El problema de los dos hijos, es que ninguno de ellos había aprendido a ser feliz con su Padre. Ninguno de los dos se había dado cuenta de que lo mejor del mundo estaba en su casa. Aunque uno se había ido y el otro se había quedado, los dos estaban muy lejos de quién más les amaba.

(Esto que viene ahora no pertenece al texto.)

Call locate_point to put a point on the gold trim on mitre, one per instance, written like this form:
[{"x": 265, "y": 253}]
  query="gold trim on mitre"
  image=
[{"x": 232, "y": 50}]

A veces creemos ser felices con lo que hacemos, ¡incluso con la salvación que Dios nos dio! Pero sinceramente, no lo somos, porque nos falta aprender a disfrutar del carácter de nuestro Padre. Nos falta reconocer que no se trata de nosotros sino de Él. Que no vivimos por lo que nosotros hacemos, sino por lo que Él es. Nos falta dejar de pensar en nosotros mismos, en nuestros derechos y en nuestros logros espirituales… para comenzar a mirar hacia el Señor y disfrutar de todo lo que Él es y hace.
Nos hace falta aprender a amarle con todo lo que somos y tenemos, sabiendo que ÉL nos lo da absolutamente todo, aunque no merecemos nada.
Si vivimos de esta manera, aprenderemos la razón por la que Pablo, el campeón de los pecadores transformó el mundo con el poder del evangelio de Jesús, mientras nosotros, los que nos creemos tan santos, a duras penas conseguimos con mucho trabajo, que las personas no se vayan de nuestras iglesias.